Sunday, June 12, 2016


It's the 50th anniversary of the landmark Pet Sounds album, certainly worthy of a special box set. After all, it's often listed as the #1 or #2 album of all time by many compilers of such things, England usually picking it at top, U.S. magazines often #2 behind Sgt. Pepper. Even if not at or near the top, I'd say it's safe to say almost every credible poll has placed it in the top ten, so let's not quibble.

How to celebrate, then. The big problem was that it's probably the most reissued album, like, ever. A mere six years after its original release, the first reissue came out, oddly appended to The Beach Boys' latest release, the strangely named and horribly selling Carl and the Passions - So Tough. Then, it came out on its own in 1974 again. Then it fell on hard times, and for awhile wasn't even in print. Come the CD age, it got cranked up again and Capitol Records has had a field day finding ways to put it out again and again and again, in a variety of ways.

A huge deal was made in 1990 when it came out on CD for the first time, along with three previously-unreleased tracks. Then in 1997, a first Pet Sounds box set came out, with the very first stereo version of the album, plus hours of session tapes and alternate versions of songs, a pretty spectacular effort. Then for the 40th anniversary, there as a fuzzy green box, there'a been a DVD-audio version, and since the vinyl comeback, at least three different issues of thing, including a mono and stereo 2 LP set on coloured vinyl. Original 1966 vinyl copies now go for at least a hundred bucks in good condition, to several hundred for mint.

What they've come up with this time is the biggest box yet, five discs. Four of them are CD, the last a blu-ray pure audio one with 5.1 surround mixes of the album proper, instrumental versions and a bunch of the alternate tracks. The four CD's draw on mostly the same material as the 1997 box, -with one major addition, 11 live cuts of Pet Sounds material taken from shows over the years. Between the sound advances since 1997, the new packaging and those live cuts, it's probably enough to draw in the crazed collectors (hi), and the higher-end purchasers not afraid of the $70 - $90 price tag.
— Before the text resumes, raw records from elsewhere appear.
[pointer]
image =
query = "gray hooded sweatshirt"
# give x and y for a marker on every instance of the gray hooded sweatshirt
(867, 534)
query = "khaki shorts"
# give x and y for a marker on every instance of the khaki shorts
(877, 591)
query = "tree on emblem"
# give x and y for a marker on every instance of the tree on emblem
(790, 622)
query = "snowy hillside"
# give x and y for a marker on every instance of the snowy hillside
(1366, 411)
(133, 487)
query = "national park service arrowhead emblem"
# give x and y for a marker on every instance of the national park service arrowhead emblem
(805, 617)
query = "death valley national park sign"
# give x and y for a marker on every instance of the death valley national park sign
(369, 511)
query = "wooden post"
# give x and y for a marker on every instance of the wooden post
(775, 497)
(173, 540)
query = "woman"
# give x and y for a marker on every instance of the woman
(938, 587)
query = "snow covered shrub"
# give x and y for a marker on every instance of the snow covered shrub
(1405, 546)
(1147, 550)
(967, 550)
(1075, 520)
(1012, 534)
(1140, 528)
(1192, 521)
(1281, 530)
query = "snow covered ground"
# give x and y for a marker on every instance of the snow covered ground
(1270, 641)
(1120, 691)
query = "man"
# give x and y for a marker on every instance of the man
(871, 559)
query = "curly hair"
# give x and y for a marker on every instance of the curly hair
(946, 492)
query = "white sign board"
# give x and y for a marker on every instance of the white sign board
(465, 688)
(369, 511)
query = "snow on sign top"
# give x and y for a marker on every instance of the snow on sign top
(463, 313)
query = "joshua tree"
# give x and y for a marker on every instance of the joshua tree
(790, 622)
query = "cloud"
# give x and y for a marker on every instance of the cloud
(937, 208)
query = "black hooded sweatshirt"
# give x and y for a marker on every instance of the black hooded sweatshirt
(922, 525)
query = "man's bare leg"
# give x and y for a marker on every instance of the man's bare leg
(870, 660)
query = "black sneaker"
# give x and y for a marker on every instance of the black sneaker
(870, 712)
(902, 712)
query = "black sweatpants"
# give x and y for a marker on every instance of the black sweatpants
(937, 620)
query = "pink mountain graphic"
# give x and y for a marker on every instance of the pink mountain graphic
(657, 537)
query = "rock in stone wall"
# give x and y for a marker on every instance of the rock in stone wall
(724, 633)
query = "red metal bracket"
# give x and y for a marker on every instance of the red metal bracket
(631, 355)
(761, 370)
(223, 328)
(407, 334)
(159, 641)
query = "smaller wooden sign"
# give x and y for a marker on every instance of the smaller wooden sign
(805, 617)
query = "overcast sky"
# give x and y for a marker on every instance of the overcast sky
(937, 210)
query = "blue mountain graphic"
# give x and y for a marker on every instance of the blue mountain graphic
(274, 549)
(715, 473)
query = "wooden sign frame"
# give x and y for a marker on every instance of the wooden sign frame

It is a nice package, done up as a coffee-table book style, with a hard-bound cover, big pages, lots of photos, very attractive. However, it's a little light on the content, certainly nowhere as extensive as the 1997 box, with its two separate thick booklets. I guess they felt they shouldn't re-use the same lengthy notes, or maybe that everything has already been said, so stick with the basics. I do like that all the lyrics are here, all the session musicians (the so-called Wrecking Crew, featuring Hal Blaine, Carol Kaye, Billy Strange, Tommy Tedesco, Glen Campbell, etc.), and a few listening hints from producer/leader/genius Brian Wilson (Here Today: "Listen for that trombone part in the middle".)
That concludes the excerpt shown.